Regarder l’image qui regarde, par Éric Barbier in revue Diérèse, automne 2023.
Jérémy Liron, peintre, auteur, enseigne ici une histoire du regard, une image de l’histoire, image qui ne pourrait rester neutre ou innocente, dans ce calme où nait ce que l’on choisit de voir, quiétude où « s’entend encore quelque chose de l’espace et du temps ». L’essai s’expose dans une prose que les vers dérangent.
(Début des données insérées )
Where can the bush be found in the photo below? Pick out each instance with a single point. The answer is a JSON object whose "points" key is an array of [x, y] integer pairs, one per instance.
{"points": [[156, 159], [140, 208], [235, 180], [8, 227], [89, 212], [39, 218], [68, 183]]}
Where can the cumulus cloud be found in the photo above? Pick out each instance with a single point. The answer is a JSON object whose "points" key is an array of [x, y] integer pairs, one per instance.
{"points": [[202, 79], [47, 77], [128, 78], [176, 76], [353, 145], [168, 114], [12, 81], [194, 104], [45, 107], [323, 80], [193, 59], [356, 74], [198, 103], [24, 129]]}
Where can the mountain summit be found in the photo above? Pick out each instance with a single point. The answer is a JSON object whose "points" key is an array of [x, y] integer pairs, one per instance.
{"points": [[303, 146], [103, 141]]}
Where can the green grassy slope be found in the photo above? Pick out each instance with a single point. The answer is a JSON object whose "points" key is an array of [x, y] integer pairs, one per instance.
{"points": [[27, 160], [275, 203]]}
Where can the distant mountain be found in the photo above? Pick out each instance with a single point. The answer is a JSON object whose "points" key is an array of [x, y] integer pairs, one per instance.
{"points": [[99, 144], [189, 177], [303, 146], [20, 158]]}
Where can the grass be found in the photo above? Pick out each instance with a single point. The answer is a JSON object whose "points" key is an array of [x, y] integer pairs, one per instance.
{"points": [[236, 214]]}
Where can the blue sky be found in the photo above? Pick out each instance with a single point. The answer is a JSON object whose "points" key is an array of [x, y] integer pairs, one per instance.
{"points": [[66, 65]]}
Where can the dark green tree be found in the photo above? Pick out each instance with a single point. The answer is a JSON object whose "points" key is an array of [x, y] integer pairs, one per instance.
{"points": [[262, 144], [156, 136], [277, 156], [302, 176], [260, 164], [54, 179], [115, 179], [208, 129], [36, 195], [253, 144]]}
Que voit-on sur une photographie témoignant d’un passé, cette image venue d’avant ? « ou la matière du temps lui-même que la photographie révèle », cette matière que le présent constitue si difficilement, comme une hypothèse peu partagée. Un témoignage ? « S’approcher de celle qui a vu », de Marie-Madeleine, par un lieu photographié dans un autre siècle, à la naissance de l’image, sinon, pour ce qui ne pourra que rester incomplet. « Toute image nomme une distance ». Regarder, nommer, croire ainsi désigner, exister, mais qui être lorsqu’on est soi-même l’objet du regard ? Nomination : un privilège qu’ignorent ceux (et ce qui) sans répit échappent à l’image, n’en restent prisonniers. « Y a-t-il dans le geste du regard l’idée qu’il n’y a d’alternative que tuer ou être tué ? ».
« Il faut que le regard se charge de ce qu’il ne pourrait dire », celui qui porte le regard ne sait pas encore ce qu’il recherchait, ni ce qu’il découvre, dépourvu des secours de ce qui pourrait fixer une vérité, pour compléter « le récit qui nous tient lieu de mémoire ».
« Car l’image saisit un geste ». Et la réflexion, ainsi ouverte aux dimensions du poème, de cet immobile retrouve le mouvement, en des temps qui se succèdent.